Printable versionSend by emailPDF version
August 19, 2015

Electronically Stored Information Explosion

Recent years have borne witness to an explosion of electronically stored information (ESI). By some estimates, more than 99 percent of the world’s data, much of it in the corporate sphere, has been created in only the last three years.[1] And the creation of new data is expected to continue apace.

At the same time, increasingly byzantine regulatory requirements and the ever-present threat of litigation have put mounting strains on the records management functions of modern corporations. These trends, combined with steadily decreasing costs for storing ESI, have resulted in a pervasive “keep everything” attitude regarding the storage of electronic files. Stockpiling of data is common among legal and compliance managers, who regard the costs of storage as small compared to the potential costs of sanctions that can result from violation of complicated retention rules and standards. Stockpiling is also common among business managers, who feel that because storage is inexpensive, they can and should retain anything that might be useful in the future.

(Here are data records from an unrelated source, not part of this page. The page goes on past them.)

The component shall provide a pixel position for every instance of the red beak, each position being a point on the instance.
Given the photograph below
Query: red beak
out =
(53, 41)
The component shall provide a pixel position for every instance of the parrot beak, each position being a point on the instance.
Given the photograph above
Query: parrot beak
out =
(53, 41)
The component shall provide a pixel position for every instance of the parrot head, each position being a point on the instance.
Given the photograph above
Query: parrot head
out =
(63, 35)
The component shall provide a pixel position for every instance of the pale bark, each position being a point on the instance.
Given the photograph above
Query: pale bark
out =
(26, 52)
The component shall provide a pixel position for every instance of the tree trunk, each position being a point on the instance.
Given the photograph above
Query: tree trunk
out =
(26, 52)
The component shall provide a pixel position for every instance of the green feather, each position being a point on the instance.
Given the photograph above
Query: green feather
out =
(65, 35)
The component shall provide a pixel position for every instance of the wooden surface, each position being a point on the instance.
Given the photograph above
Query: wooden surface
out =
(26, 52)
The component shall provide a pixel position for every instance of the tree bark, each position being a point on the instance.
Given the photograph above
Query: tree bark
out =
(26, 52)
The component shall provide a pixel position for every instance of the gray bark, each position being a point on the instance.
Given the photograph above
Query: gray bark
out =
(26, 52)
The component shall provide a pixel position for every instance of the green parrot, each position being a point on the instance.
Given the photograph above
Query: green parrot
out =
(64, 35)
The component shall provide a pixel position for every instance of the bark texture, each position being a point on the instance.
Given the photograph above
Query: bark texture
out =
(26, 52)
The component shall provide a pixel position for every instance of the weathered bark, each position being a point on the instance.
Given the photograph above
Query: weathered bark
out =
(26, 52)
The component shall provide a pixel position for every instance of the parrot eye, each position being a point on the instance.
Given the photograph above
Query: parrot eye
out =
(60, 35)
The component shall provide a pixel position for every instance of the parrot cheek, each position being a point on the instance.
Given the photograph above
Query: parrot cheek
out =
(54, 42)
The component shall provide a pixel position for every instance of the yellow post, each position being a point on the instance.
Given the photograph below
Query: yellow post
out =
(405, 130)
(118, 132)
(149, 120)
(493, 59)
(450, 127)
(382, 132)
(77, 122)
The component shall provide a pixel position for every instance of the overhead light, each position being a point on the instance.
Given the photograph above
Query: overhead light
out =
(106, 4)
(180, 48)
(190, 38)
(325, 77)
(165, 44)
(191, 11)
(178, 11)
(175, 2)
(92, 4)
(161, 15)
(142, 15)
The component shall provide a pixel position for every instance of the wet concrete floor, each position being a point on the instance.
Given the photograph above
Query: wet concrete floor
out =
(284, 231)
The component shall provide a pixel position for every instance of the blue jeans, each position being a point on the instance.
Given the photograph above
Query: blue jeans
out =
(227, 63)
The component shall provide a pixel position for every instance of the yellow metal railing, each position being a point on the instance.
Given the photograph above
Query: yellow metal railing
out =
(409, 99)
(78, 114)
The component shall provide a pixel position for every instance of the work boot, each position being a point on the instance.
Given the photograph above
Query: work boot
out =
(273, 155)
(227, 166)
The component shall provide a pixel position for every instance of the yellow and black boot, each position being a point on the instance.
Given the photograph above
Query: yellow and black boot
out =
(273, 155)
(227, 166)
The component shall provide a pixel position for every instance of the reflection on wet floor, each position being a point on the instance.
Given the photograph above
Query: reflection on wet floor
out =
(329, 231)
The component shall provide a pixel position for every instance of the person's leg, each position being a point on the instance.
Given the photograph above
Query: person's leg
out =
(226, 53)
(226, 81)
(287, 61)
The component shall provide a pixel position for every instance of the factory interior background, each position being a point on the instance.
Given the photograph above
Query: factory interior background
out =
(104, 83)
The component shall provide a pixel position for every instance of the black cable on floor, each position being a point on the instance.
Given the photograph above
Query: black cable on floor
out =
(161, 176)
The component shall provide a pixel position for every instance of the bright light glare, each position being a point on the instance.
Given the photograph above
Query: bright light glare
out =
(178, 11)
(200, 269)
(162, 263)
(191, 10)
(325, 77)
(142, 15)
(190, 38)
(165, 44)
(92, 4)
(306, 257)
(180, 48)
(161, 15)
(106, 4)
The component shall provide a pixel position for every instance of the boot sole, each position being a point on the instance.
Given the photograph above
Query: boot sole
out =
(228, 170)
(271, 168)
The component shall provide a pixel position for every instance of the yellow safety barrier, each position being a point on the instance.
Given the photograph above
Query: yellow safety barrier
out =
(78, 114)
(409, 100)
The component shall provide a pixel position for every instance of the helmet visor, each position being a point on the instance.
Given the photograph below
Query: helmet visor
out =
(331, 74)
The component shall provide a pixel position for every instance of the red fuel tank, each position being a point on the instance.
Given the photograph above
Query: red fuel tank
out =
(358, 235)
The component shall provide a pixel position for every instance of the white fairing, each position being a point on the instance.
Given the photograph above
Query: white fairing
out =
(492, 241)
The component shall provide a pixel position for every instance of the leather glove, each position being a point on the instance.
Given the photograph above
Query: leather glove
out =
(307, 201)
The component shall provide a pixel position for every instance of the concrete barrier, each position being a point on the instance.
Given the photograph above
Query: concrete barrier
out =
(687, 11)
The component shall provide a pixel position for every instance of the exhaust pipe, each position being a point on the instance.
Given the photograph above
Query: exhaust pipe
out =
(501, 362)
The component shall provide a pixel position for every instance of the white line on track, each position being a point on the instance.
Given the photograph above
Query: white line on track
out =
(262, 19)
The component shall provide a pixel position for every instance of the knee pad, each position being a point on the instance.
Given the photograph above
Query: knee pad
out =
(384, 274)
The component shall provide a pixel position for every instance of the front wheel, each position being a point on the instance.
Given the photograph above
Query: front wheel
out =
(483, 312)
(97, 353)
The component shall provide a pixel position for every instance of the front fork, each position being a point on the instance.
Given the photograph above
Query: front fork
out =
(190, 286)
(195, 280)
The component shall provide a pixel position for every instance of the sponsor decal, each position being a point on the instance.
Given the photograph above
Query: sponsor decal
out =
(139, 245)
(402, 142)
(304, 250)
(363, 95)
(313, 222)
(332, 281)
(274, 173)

Data stockpiling has resulted in corporate data stores that are rife with obsolete and redundant data. Figures 1 and 2 represent a large random sample of files from the shared drives of a large multi-national corporation and depict a high degree of obsolescence and redundancy.

Figure 1. Obsolescence. Time since files have been accessed as a percentage of all files. Only 47 percent of the files in this example have been accessed in the last year.

Figure 2. Redundancy. Duplication of files, as a percentage of all files. Only 63 percent of files in the sample are unique. The remaining have at least one duplicate.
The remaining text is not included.